Structural and dynamic properties of the C-terminal region of the: Escherichia coli RNA chaperone Hfq: Integrative experimental and computational studies

Bin Wen, Weiwei Wang, Jiahai Zhang, Qingguo Gong, Yunyu Shi, Jihui Wu, Zhiyong Zhang

Research output: Contribution to journalArticle

2 Citations (Scopus)

Abstract

In Escherichia coli, hexameric Hfq is an important RNA chaperone that facilitates small RNA-mediated post-transcriptional regulation. The Hfq monomer consists of an evolutionarily conserved Sm domain (residues 1-65) and a flexible C-terminal region (residues 66-102). It has been recognized that the existence of the C-terminal region is important for the function of Hfq, but its detailed structural and dynamic properties remain elusive due to its disordered nature. In this work, using integrative experimental techniques, such as nuclear magnetic resonance spectroscopy and small-angle X-ray scattering, as well as multi-scale computational simulations, new insights into the structure and dynamics of the C-terminal region in the context of the Hfq hexamer are provided. Although the C-terminal region is intrinsically disordered, some residues (83-86) are motionally restricted. The hexameric core may affect the secondary structure propensity of the C-terminal region, due to transient interactions between them.
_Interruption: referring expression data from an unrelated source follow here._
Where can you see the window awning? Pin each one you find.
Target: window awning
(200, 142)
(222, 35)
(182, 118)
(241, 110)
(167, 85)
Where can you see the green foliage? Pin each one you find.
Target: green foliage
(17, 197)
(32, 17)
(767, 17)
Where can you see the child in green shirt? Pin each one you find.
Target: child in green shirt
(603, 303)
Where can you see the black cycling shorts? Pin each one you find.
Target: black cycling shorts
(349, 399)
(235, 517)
The residues at the rim and the proximal side of the core have significantly more transient contacts with the C-terminal region than those residues at the distal side, which may facilitate the function of the C-terminal region in the release of double-stranded RNAs and the cycling of small non-coding RNAs. Structure ensembles constructed by fitting the experimental data also support that the C-terminal region prefers to locate at the proximal side. From multi-scale simulations, we propose that the C-terminal region may play a dual role of steric effect (especially at the proximal side) and recruitment (at the both sides) in the binding process of RNA substrates. Interestingly, we have found that these motionally restricted residues may serve as important binding sites for the incoming RNAs that is probably driven by favorable electrostatic interactions. These integrative studies may aid in our understanding of the functional role of the C-terminal region of Hfq.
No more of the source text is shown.